Now, of course, this means that more than 97% are engaged with AI – 49% are “actively using AI in their operations, up from 41% in 2023,” according to the Nvidia report, while about the same proportion are “in an assessment phase of trials or pilots”. 

Meanwhile, 65% of respondents said their companies plan to increase spending on AI infrastructure in 2025 – it is surprising that number also is not higher. 

There are some notable, though not surprising, trends related to AI investment priorities highlighted in the report, as the chart above shows. According to the report, “investment in AI will be spread across different priorities, but the primary theme is that spending will be concentrated on resources for further development and adoption of AI at scale. The top investment priority in the coming year, cited by 43% of respondents, will be to engage third-party partners, such as independent software vendors, global system integrators, and service delivery partners, to accelerate AI adoption. In addition, 40% of respondents said their companies will be investing in AI training for employees “to take advantage of the productivity companies can gain with AI solutions” – this, according to Nvidia, is also in response to one of the main challenges that telecom sector companies face, namely lack of in-house AI expertise. 

In addition, 35% said AI infrastructure will be an investment priority this year. As you might expect, all these numbers are all higher than the results from a year earlier, with AI training as an investment priority increasing the most notable amount. 

There are plenty of other stats from the telecom sector-specific report, the main ones being: 

  • 84% reported AI is helping to increase their company’s annual revenue
  • 77% said AI helps reduce annual operating costs
  • 60% cited increased employee productivity as their biggest benefit from AI
  • 44% are investing in AI for customer experience optimisation, which is the number one area of investment for AI in telecommunications
  • 40% are deploying AI into their network planning and operations, including RAN.

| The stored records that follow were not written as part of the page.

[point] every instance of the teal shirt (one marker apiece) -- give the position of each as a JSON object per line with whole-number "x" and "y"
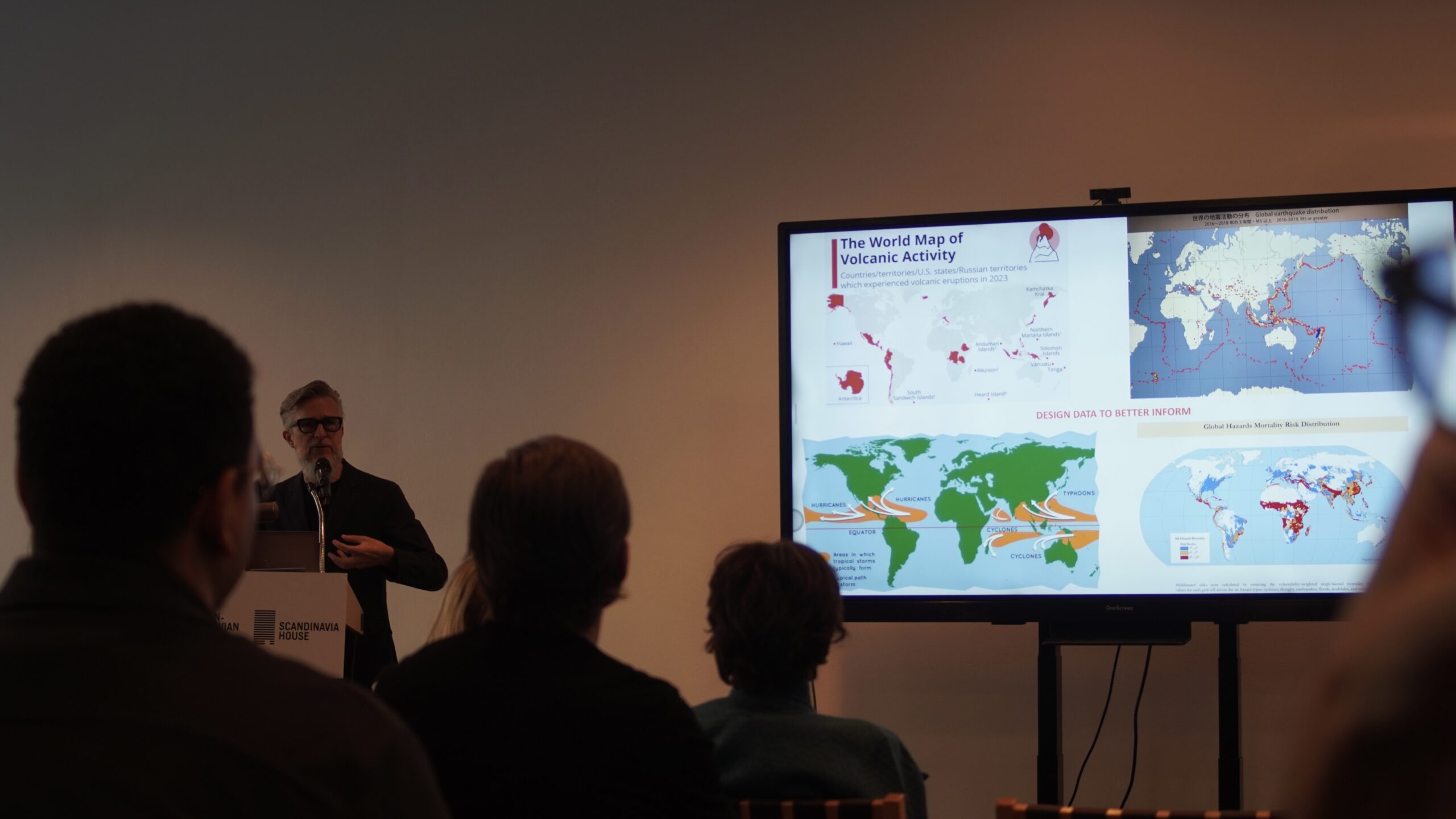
{"x": 775, "y": 747}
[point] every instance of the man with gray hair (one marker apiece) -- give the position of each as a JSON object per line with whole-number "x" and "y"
{"x": 370, "y": 531}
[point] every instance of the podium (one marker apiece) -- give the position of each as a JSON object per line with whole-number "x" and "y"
{"x": 302, "y": 615}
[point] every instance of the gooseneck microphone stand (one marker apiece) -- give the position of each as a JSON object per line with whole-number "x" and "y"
{"x": 319, "y": 493}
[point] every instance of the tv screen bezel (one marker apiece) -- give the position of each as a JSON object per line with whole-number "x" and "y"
{"x": 1059, "y": 608}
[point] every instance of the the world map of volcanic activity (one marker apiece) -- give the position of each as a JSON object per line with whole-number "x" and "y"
{"x": 1290, "y": 308}
{"x": 954, "y": 512}
{"x": 1270, "y": 506}
{"x": 1002, "y": 340}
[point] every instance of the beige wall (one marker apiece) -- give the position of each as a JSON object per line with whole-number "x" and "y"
{"x": 484, "y": 225}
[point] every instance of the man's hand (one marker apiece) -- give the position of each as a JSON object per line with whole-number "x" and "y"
{"x": 357, "y": 551}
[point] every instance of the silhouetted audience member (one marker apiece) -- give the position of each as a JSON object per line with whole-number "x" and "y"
{"x": 464, "y": 605}
{"x": 523, "y": 714}
{"x": 774, "y": 610}
{"x": 120, "y": 691}
{"x": 1381, "y": 735}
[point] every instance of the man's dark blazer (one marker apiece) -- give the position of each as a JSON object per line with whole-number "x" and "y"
{"x": 375, "y": 507}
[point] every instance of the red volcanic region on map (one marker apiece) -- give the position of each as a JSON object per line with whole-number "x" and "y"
{"x": 854, "y": 381}
{"x": 1292, "y": 516}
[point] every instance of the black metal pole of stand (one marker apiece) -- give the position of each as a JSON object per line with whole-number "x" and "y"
{"x": 1049, "y": 721}
{"x": 1231, "y": 726}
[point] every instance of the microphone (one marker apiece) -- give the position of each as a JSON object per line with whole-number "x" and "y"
{"x": 322, "y": 468}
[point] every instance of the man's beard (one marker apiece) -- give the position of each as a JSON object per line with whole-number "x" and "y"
{"x": 311, "y": 458}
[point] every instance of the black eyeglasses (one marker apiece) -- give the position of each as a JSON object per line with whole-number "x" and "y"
{"x": 331, "y": 424}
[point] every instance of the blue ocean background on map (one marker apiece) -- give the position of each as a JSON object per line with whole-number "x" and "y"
{"x": 1359, "y": 353}
{"x": 937, "y": 560}
{"x": 1334, "y": 535}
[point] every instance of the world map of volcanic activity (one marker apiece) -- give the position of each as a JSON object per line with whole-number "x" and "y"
{"x": 1325, "y": 504}
{"x": 1001, "y": 340}
{"x": 956, "y": 512}
{"x": 1290, "y": 308}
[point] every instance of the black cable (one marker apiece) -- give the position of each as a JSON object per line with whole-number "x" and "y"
{"x": 1132, "y": 777}
{"x": 1103, "y": 719}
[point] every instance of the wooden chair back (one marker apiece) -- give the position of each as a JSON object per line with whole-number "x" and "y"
{"x": 1012, "y": 809}
{"x": 893, "y": 806}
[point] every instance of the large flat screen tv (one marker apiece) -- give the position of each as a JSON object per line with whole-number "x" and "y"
{"x": 1193, "y": 410}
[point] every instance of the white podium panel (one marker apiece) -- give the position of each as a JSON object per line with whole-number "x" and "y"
{"x": 300, "y": 615}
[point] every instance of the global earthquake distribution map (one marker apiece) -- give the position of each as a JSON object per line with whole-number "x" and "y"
{"x": 956, "y": 512}
{"x": 1285, "y": 504}
{"x": 1265, "y": 308}
{"x": 992, "y": 341}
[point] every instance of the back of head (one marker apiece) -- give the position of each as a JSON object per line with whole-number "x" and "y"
{"x": 548, "y": 531}
{"x": 464, "y": 605}
{"x": 123, "y": 419}
{"x": 774, "y": 611}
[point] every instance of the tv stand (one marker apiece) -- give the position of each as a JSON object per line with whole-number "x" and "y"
{"x": 1053, "y": 636}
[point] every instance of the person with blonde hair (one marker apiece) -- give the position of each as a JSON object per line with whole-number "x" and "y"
{"x": 464, "y": 605}
{"x": 524, "y": 714}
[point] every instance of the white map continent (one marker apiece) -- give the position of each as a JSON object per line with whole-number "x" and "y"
{"x": 1371, "y": 250}
{"x": 1244, "y": 268}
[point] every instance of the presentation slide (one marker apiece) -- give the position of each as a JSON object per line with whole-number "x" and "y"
{"x": 1210, "y": 403}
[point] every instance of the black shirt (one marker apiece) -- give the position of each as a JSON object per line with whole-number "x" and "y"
{"x": 121, "y": 696}
{"x": 375, "y": 507}
{"x": 542, "y": 723}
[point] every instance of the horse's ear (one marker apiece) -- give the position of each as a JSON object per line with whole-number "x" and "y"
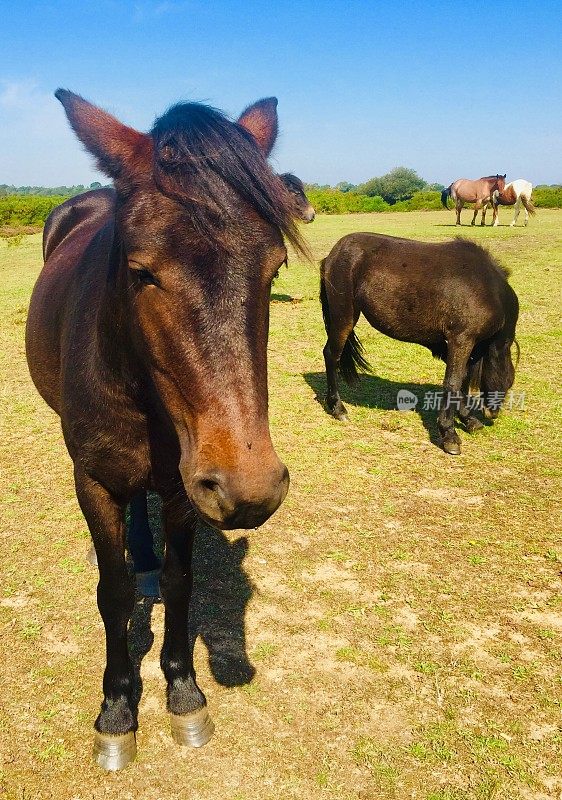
{"x": 260, "y": 119}
{"x": 119, "y": 150}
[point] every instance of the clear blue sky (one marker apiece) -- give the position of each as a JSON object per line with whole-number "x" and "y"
{"x": 448, "y": 89}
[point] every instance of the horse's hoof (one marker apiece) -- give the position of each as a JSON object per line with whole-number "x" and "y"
{"x": 92, "y": 556}
{"x": 112, "y": 753}
{"x": 472, "y": 425}
{"x": 148, "y": 583}
{"x": 192, "y": 730}
{"x": 451, "y": 447}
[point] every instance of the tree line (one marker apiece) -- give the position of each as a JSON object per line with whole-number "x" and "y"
{"x": 401, "y": 189}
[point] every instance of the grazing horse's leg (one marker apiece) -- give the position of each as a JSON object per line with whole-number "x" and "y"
{"x": 332, "y": 352}
{"x": 470, "y": 422}
{"x": 459, "y": 206}
{"x": 114, "y": 744}
{"x": 458, "y": 353}
{"x": 477, "y": 207}
{"x": 191, "y": 724}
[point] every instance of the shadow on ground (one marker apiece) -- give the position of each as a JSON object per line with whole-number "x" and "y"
{"x": 375, "y": 392}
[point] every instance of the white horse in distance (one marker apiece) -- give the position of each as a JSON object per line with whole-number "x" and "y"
{"x": 517, "y": 193}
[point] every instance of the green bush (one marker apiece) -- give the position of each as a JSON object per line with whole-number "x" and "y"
{"x": 332, "y": 201}
{"x": 420, "y": 201}
{"x": 19, "y": 210}
{"x": 547, "y": 196}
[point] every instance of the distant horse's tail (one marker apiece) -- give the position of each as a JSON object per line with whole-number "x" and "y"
{"x": 528, "y": 203}
{"x": 352, "y": 359}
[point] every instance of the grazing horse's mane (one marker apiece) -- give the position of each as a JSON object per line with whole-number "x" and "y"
{"x": 197, "y": 150}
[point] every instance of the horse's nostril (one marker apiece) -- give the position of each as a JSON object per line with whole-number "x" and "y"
{"x": 210, "y": 484}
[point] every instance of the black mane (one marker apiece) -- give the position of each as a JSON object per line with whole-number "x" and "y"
{"x": 197, "y": 151}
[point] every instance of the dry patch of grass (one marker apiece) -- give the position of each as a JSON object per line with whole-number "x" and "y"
{"x": 392, "y": 632}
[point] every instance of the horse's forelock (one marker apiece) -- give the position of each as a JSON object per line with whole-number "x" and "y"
{"x": 197, "y": 150}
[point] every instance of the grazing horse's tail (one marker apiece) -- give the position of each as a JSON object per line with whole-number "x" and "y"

You can get a copy of the report here, while Ronnie Vasishta, Nvidia’s senior VP of Telecom, has shared some thoughts on the results in this blog, where one of the topics he touches on is the use of AI in the radio access network (RAN).  

Adding AI into the RAN in multiple, different ways is a significant area of focus not only for mobile network operators but also for Nvidia, which is one of the founding members of the AI-RAN Alliance that was launched at MWC24 – see AI-RAN Alliance launches at #MWC24.

Using AI for network planning and operation (including in the RAN) is already one of the top AI use cases in the telecom sector – Nvidia and its alliance partners would like that number to be higher and for AI to play a much broader role in the RAN too, with integrated AI enabling operators to use the technology and offer AI services to customers too, all from the same IT stack. 

It’s a compelling idea but one that still generates a great many questions about cost, impact on energy efficiency and general feasibility, even if Japan’s SoftBank (another AI-RAN Alliance founder) is leading the charge, in partnership with Nvidia, of course – see SoftBank and Nvidia tie revenue model to new AI-RAN solution.

Expect to hear a great deal of noise about AI-RAN at MWC25 in Barcelona at the beginning of March – the Alliance’s founders and supporters are on a mission to get this architecture adopted by mobile operators as soon as possible but it looks like the barriers to adoption are going to be too high for many (though not all) operators for quite some time yet.